Door de ALV van het NSPS is bepaald dat alle voor het eerst goedgekeurde hengsten een spermaonderzoek moeten ondergaan op de Faculteit Diergeneeskunde te Utrecht. Vanaf het jaar 2006 worden er, vanaf vaststelling van het “fokplan 2005” ook bij het NSPS normen gesteld aan deze jonge hengsten. Deze moeten bij het spermaonderzoek een:

TNB waarde hebben van minimaal 600 met een bewegingspercentage van minimaal 50% en een morfologie van minimaal 50%.

Indien het percentage morfologie wat lager is dan geldt als ondergrens een

TNB waarde van 1000 met een bewegingspercentage van minimaal 50% en een morfologie van minimaal 40%.
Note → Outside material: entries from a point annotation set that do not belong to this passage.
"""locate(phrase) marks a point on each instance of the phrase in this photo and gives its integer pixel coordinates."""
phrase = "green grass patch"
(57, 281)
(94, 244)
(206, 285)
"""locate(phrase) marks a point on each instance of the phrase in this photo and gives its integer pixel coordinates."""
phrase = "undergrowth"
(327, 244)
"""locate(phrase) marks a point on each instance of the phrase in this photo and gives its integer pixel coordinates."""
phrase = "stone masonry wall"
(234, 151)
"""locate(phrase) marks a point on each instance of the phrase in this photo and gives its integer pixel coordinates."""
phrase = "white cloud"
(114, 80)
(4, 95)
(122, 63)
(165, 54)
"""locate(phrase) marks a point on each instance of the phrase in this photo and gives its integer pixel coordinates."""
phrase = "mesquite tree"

Door de ALV is tevens besloten dat eigenaren van hengsten waarvan het morfologisch onderzoek bij het heronderzoek niet aan de norm voldoet, de gelegenheid hebben om een second opinion onderzoek te laten uitvoeren bij DAP Wolvega. Hiervoor dient de waarde van de morfologie bij het heronderzoek in Utrecht te liggen tussen 46% en 54% resp. tussen 36% en 44%. Indien een hengst met een selectielicentie niet voor 1 juni aan deze minimumeisen voldoet, dan vervalt de Selectielicentie voor dat betreffende jaar. De hengst mag wel ingezet worden voor de dekdienst, maar krijgt voor dat jaar een Basislicentie. Indien een dergelijke hengst voor 1 oktober van datzelfde jaar alsnog een spermaonderzoek met voldoende resultaat kan overleggen, vervalt met terugwerkende kracht de Basislicentie en krijgt hij zijn Selectielicentie weer terug. In de ALV van 28 november 2009 is besloten de mogelijkheid tot heronderzoek te verruimen van 1 oktober van het lopende jaar tot 1 mei van het daarop volgende jaar. Dit met medeweten van het stamboekkantoor en door de Faculteit Diergeneeskunde te Utrecht uitgevoerd. Wanneer de hengst in het volgende jaar alsnog voldoet aan de gestelde normen, wordt de Basislicentie weer omgezet naar een Selectielicentie.

Voor hengsten waarvan bij een onvoldoende spermarapport geen gebruik wordt gemaakt van een hernieuwd spermaonderzoek of waarbij ook na herhaald onderzoek voor 1 mei van het opvolgende jaar de resultaten onder de normen blijven, wordt de Selectielicentie definitief ingetrokken en een Basislicentie toegekend.

Met ingang van 2013 dienen hengsten, die een Basislicentie aanvragen, ook een spermaonderzoek te ondergaan. Voor deze hengsten gelden dezelfde normen die aan de hengsten met een Selectielicentie gesteld worden.

Door de ALV is besloten dat ter informatie de gegevens van het spermaonderzoek van zowel de Selectielicentie hengsten als de Basislicentie hengsten gepubliceerd worden in De Shetland Pony.